Courthouse and Jail Rocks, which rise 400 ft above the North Platte Valley, are composed of Brule clay, Gering sandstone and volcanic ash. The rock formations are listed in the National Register of Historic Places and in the Nebraska Natural Areas Register.

==History==
Robert Stuart first recorded Court House and Jail House Rock in 1812. By 1849 and the California Gold Rush, the promontories had been described as Castles, a Church, and Coffins. The name Court House and Jail House became the most common.
Pumpkin Creek forms an oxbow near the buttes where a meadow with trees make a suitable campsite. There is evidence that fur trappers, Native Americans, gold seekers on their way to California and the Black Hills, and the military once camped in this bend. Further to the southeast on Pumpkin Creek, is the site of a Pony Express Station. The Pony Express and the military used a shorter route on the west side as did the Sidney-Black Hills Trail.
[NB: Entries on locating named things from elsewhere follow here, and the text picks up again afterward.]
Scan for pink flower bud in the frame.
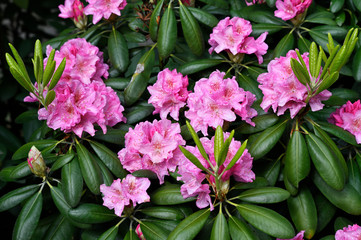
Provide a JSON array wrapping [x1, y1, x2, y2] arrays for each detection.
[[28, 146, 46, 178]]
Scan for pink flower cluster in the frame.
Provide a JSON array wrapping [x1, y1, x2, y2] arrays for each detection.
[[275, 0, 312, 21], [328, 100, 361, 144], [257, 50, 332, 118], [84, 0, 127, 24], [100, 174, 150, 217], [245, 0, 266, 6], [185, 70, 257, 135], [148, 68, 188, 121], [208, 17, 268, 64], [118, 119, 185, 184], [276, 231, 305, 240], [335, 224, 361, 240], [59, 0, 86, 24], [178, 133, 255, 209], [24, 38, 126, 137]]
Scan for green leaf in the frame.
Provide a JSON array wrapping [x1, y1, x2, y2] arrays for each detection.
[[237, 187, 290, 203], [330, 0, 345, 13], [179, 2, 204, 56], [68, 203, 117, 224], [43, 214, 75, 240], [177, 59, 223, 75], [61, 158, 83, 207], [50, 152, 75, 172], [124, 48, 155, 106], [318, 122, 358, 146], [228, 216, 258, 240], [210, 211, 230, 240], [248, 119, 288, 160], [89, 140, 127, 178], [76, 144, 102, 195], [306, 133, 346, 190], [187, 7, 218, 28], [312, 172, 361, 215], [150, 184, 195, 205], [13, 192, 43, 240], [98, 225, 119, 240], [108, 28, 129, 72], [285, 130, 311, 188], [237, 204, 295, 238], [168, 209, 210, 240], [0, 185, 40, 212], [273, 32, 295, 58], [49, 58, 66, 90], [287, 187, 317, 239], [235, 114, 278, 134], [140, 206, 184, 220], [157, 4, 177, 59], [149, 0, 164, 42]]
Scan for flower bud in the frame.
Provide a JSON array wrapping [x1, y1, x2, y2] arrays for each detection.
[[28, 146, 46, 178]]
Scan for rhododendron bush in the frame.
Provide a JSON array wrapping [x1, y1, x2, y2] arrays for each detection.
[[0, 0, 361, 240]]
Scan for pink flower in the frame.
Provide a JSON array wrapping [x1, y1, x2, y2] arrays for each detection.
[[148, 68, 188, 121], [208, 17, 268, 64], [84, 0, 127, 24], [276, 231, 305, 240], [335, 224, 361, 240], [185, 70, 257, 135], [328, 100, 361, 144], [100, 174, 150, 217], [118, 119, 185, 184], [59, 0, 87, 28], [245, 0, 266, 6], [178, 133, 255, 210], [257, 50, 331, 118], [30, 38, 126, 137], [275, 0, 312, 21]]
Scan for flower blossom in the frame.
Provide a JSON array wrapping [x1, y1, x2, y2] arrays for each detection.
[[24, 38, 126, 137], [245, 0, 266, 6], [100, 174, 150, 217], [84, 0, 127, 24], [177, 133, 255, 210], [257, 50, 332, 118], [118, 119, 185, 184], [208, 17, 268, 64], [59, 0, 87, 28], [276, 231, 305, 240], [275, 0, 312, 21], [328, 100, 361, 144], [185, 70, 257, 135], [335, 224, 361, 240], [148, 68, 188, 121]]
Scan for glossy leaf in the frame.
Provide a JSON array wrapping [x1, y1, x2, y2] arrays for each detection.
[[228, 216, 257, 240], [0, 185, 40, 212], [61, 158, 83, 207], [12, 192, 43, 240], [210, 212, 230, 240], [68, 203, 117, 224], [285, 130, 311, 188], [287, 187, 317, 239], [248, 120, 288, 160], [237, 204, 295, 238], [76, 144, 102, 195], [237, 187, 290, 203], [108, 28, 129, 72], [306, 133, 346, 190], [158, 4, 177, 58], [89, 141, 126, 178], [150, 184, 195, 205], [168, 209, 210, 240]]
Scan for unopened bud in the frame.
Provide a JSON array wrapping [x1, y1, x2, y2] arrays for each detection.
[[28, 146, 47, 178]]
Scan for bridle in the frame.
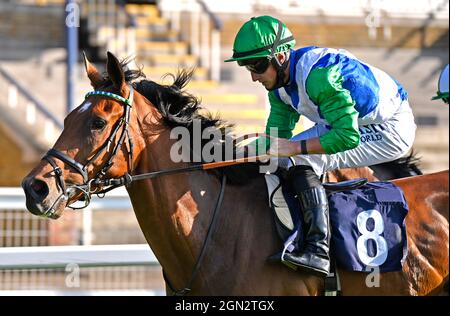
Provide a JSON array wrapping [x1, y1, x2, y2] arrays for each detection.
[[42, 85, 134, 216], [42, 85, 267, 296]]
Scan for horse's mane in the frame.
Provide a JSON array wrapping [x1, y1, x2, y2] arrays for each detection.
[[101, 58, 260, 184]]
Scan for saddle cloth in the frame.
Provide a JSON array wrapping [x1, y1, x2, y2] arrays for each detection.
[[265, 174, 408, 272]]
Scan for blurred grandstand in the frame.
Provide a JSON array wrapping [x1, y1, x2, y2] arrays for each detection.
[[0, 0, 449, 291]]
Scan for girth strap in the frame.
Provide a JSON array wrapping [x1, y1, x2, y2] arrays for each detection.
[[163, 174, 227, 296]]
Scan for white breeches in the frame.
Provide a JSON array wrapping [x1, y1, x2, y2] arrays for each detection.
[[291, 101, 416, 176]]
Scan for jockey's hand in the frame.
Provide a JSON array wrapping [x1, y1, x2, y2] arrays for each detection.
[[267, 137, 301, 157]]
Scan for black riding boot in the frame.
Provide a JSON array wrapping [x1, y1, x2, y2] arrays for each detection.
[[270, 166, 330, 277]]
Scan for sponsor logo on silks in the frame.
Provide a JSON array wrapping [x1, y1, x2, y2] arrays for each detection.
[[359, 124, 384, 143]]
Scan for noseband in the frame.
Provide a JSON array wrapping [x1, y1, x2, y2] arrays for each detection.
[[42, 85, 134, 216]]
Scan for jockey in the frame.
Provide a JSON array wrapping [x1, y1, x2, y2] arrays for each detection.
[[225, 16, 416, 276], [431, 64, 448, 104]]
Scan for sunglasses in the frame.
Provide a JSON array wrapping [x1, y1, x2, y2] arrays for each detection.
[[238, 58, 270, 74]]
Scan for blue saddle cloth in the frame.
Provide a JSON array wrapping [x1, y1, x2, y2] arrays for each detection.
[[283, 182, 408, 272]]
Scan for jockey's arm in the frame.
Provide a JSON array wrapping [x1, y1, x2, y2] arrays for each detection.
[[253, 91, 300, 155], [269, 66, 360, 156]]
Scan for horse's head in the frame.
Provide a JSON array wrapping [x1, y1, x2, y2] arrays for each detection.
[[22, 52, 139, 218]]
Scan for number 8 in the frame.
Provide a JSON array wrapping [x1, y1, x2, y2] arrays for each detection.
[[356, 210, 388, 267]]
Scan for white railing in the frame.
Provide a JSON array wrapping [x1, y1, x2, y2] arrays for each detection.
[[199, 0, 449, 20], [0, 244, 159, 270], [0, 188, 164, 296]]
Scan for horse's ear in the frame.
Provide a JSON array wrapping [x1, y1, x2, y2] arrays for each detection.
[[83, 52, 103, 89], [106, 52, 126, 91]]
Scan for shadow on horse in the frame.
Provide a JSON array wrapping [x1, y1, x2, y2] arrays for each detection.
[[22, 53, 449, 295]]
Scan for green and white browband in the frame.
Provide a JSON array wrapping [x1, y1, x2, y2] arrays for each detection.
[[85, 91, 133, 106]]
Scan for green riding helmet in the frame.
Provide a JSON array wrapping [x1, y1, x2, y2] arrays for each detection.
[[225, 15, 295, 62], [431, 64, 448, 103]]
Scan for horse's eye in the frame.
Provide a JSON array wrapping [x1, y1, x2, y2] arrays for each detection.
[[91, 118, 106, 131]]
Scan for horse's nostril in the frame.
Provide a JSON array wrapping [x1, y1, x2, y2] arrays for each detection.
[[30, 179, 48, 201]]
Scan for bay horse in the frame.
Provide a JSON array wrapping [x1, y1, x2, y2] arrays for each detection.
[[22, 52, 449, 296]]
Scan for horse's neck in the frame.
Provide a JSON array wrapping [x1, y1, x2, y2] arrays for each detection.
[[128, 127, 219, 286]]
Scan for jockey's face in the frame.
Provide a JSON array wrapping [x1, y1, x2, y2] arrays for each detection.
[[250, 53, 289, 90]]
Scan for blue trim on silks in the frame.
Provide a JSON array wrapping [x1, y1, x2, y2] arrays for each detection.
[[284, 46, 320, 111], [273, 89, 283, 102], [391, 76, 408, 101], [311, 54, 380, 117]]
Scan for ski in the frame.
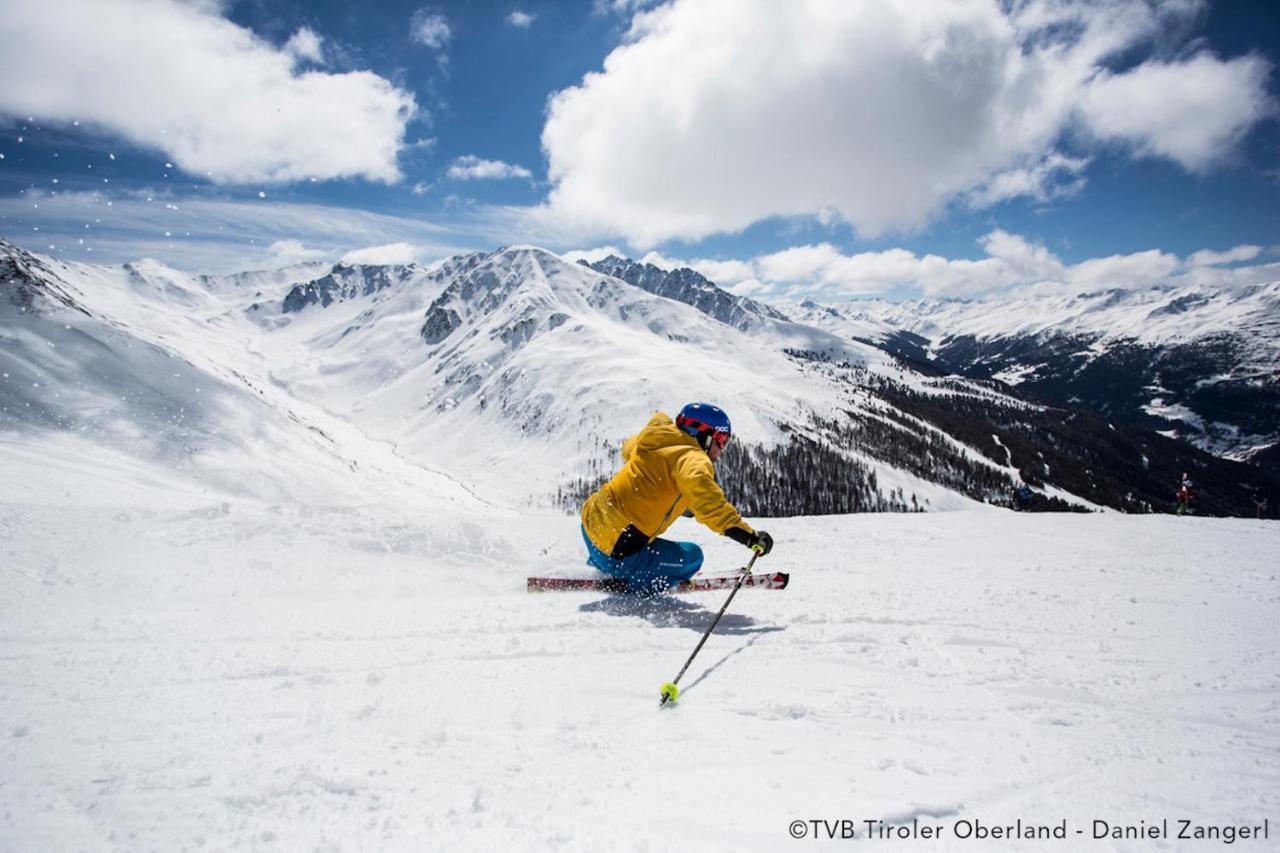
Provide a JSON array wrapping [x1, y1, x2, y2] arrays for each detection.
[[529, 571, 791, 593]]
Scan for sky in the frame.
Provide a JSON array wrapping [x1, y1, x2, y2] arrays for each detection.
[[0, 0, 1280, 301]]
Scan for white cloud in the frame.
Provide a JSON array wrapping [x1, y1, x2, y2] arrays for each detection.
[[0, 0, 416, 183], [646, 229, 1280, 298], [0, 191, 476, 273], [408, 9, 453, 50], [266, 240, 326, 266], [1187, 246, 1262, 266], [561, 246, 627, 264], [1082, 51, 1272, 172], [339, 243, 422, 266], [541, 0, 1267, 248], [591, 0, 657, 15], [445, 154, 534, 181], [1066, 248, 1181, 291], [284, 27, 324, 64], [969, 151, 1089, 209]]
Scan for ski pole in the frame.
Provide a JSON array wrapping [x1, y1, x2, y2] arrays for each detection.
[[658, 546, 764, 708]]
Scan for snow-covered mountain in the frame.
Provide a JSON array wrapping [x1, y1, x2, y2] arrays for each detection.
[[579, 255, 788, 330], [787, 282, 1280, 469], [0, 235, 1274, 515]]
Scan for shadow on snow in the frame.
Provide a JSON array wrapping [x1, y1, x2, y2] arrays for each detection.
[[579, 596, 785, 634]]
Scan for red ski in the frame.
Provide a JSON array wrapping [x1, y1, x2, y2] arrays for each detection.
[[529, 571, 791, 593]]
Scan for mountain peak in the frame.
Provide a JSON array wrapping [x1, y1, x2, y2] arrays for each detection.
[[579, 255, 790, 330]]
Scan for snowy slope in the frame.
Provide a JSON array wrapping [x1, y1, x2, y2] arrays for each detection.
[[0, 234, 491, 507], [261, 246, 890, 492], [0, 235, 1280, 852], [786, 282, 1280, 459], [0, 502, 1280, 852]]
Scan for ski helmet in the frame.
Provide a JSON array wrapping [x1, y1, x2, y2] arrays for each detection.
[[676, 403, 733, 451]]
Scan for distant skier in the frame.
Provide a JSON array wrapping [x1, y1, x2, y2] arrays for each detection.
[[1178, 473, 1196, 515], [582, 403, 773, 592]]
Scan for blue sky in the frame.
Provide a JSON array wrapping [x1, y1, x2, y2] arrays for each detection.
[[0, 0, 1280, 300]]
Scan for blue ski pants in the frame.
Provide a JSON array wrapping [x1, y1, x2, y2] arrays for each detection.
[[582, 529, 703, 590]]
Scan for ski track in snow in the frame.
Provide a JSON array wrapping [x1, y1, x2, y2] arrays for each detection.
[[0, 502, 1280, 850]]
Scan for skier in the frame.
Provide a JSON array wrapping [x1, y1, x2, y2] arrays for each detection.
[[581, 403, 773, 592], [1178, 471, 1194, 515]]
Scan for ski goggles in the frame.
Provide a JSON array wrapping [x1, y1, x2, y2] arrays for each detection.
[[677, 418, 730, 450]]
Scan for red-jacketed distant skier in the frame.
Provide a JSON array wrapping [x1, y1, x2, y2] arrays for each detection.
[[582, 403, 773, 590]]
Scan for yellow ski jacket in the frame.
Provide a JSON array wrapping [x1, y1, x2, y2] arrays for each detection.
[[582, 411, 755, 557]]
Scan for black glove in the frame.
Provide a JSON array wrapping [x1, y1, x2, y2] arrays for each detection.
[[724, 528, 773, 557]]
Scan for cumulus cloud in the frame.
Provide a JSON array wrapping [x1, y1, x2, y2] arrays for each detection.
[[541, 0, 1268, 248], [1188, 246, 1262, 266], [445, 154, 534, 181], [0, 0, 416, 183], [657, 229, 1280, 298], [339, 243, 422, 266], [1082, 51, 1272, 172], [284, 27, 324, 64], [561, 246, 627, 264], [266, 240, 325, 266], [408, 9, 453, 50]]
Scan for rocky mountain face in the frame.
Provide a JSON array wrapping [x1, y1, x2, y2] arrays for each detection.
[[0, 235, 1280, 516], [579, 255, 788, 332], [280, 264, 421, 314]]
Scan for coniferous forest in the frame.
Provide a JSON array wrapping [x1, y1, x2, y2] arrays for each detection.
[[553, 351, 1280, 517]]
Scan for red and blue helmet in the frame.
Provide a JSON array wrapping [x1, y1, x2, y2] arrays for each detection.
[[676, 403, 733, 450]]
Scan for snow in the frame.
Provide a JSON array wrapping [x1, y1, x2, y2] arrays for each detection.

The buttes are the first promontories along the trail coming from the east. Even for those emigrants who used the Julesburg, Colorado crossing of the South Platte River, the buttes are mentioned in their diaries.

==Geology==
Court House and Jail House Rocks are remnants of an ancient plateau, that was split by the North Platte River. They are remnants of the nearby hills that have become separated over time. At an elevation of 4050 ft above sea level they rise 240 ft above Pumpkin Creek. Courthouse and Jail Rocks, which rise 400 ft above the North Platte Valley, are composed of Brule clay, Gering sandstone and volcanic ash. The rock formations are listed in the National Register of Historic Places and in the Nebraska Natural Areas Register.